Derrien, Jean-Christophe (scénario) ; Torregrossa, Rémi (dessin et couleurs); d’après George Orwell
Bande dessinée
Toulon : Soleil, 2020, 128 pages, 17.95 €
🙂 🙂 🙂 Fake news world
Le Roi George
George Orwell a toujours eu le vent poupe ! Lu régulièrement dans les écoles (« La ferme des animaux »), reconnu comme un auteur majeur dans le monde entier, retraduit et analysé à l’envi, l’auteur n’a jamais vraiment quitté les listes des ventes de livres depuis son décès, en…1950.
Le hasard des publications actuelles offre une triple actualité BD à ce roman (malheureusement) visionnaire qu’est « 1984 ». La présente version se situe entre celle orchestrée par Fido Nesti et Josée Kamoun, aux éditions Grasset et celle que les éditions du Rocher sortiront début 2021, grâce aux talents conjugués de Sybille Titeux de La Croix et d’Amazing Améziane. Preuve évidente de la brûlante actualité que le thème de ce classique de la SF recèle, à une époque troublée où les libertés individuelles sont grignotées (certes par nécessité) et où la confiance en une élite politique s’étiole, laissant émerger des tendances extrémistes affirmées.
Société miroir
Rappelons que cette dystopie parue en 1948 évoque une société totalitaire et militaire qui a proscrit l’expression des sentiments et soumet ses citoyens à une surveillance de chaque instant, sous l’œil vindicatif de « Big Brother », figure de leader emblématique et tout-puissant.
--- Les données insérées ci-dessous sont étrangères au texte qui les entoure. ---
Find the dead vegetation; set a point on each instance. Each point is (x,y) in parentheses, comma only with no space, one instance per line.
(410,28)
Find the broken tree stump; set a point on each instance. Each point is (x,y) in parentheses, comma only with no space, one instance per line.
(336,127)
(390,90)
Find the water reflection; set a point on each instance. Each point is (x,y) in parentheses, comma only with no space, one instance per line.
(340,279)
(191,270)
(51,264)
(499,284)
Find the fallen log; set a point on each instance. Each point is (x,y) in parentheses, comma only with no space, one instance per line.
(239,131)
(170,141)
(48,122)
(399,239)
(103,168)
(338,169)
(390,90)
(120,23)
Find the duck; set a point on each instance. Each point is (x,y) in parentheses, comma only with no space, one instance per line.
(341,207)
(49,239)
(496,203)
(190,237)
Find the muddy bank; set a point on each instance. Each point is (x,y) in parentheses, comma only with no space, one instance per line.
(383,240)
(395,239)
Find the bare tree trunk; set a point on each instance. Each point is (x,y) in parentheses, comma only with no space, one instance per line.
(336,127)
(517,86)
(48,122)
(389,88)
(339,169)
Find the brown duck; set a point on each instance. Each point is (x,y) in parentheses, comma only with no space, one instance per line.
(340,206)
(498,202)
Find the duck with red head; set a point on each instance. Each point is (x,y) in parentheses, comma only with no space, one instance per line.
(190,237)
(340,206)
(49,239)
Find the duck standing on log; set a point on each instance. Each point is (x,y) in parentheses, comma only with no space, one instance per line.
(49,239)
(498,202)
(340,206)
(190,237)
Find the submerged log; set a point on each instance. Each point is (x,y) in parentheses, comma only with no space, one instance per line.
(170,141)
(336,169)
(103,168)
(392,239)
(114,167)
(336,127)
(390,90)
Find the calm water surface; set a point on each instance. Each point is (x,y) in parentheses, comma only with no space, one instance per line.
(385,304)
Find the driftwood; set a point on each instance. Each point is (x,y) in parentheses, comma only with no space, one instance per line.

Afin de garantir la pensée unique et la main-mise sur ses sujets, Big Brother dispose d’une armada de ré-écrivains de l’Histoire. Tous les faits du passé officiel susceptibles de gêner les desseins de ce nouveau « Caudillo 2.0 » sont effacés, transformés, travestis. Dans ce monde suffocant, où chacun vit, au bout du compte, enfermé dans les carcans sociétaux, même l’amour et la procréation non-dirigée sont délictueux. Mais l’Homme reste un être de contacts et de tentations à assouvir. Et ce n’est pas à Winston Smith qu’il faut jeter la première pierre. Tourmenté par la raison et par la lucidité quant à l’anormalité ambiante, Smith trouve en la personne de Julia une âme sœur, qui partage cette même envie de se dresser contre l’autorité déviante, cette paranoïa alimentée par les guerres incessantes. La douceur de sa peau achève de le faire passer du côté obscur et d’imprimer en lui une force de résistance. Quitte à s’aveugler, à se prêter à des tortures et des manipulations psychologiques perverses et à faire confiance aux faux-semblants.
Regarde Big Brother
Pour toute BD, l’étape de l’adhésion pour le travail graphique est primordiale. L’attrait pour le découpage des planches, qui précède la perception de la tension induite par la construction du récit, sont également des valeurs qui définissent la réussite du produit fini. Dans le cas de cette adaptation, ma foi très fidèle, toutes les caractéristiques nécessaires se trouvent réunies. Peut-être aurait-il été utile d’offrir une densité plus prégnante à cette relecture (le roman original garde ce cachet de profondeur et d’acceptation passive pour une situation qui phagocyte les droits humains).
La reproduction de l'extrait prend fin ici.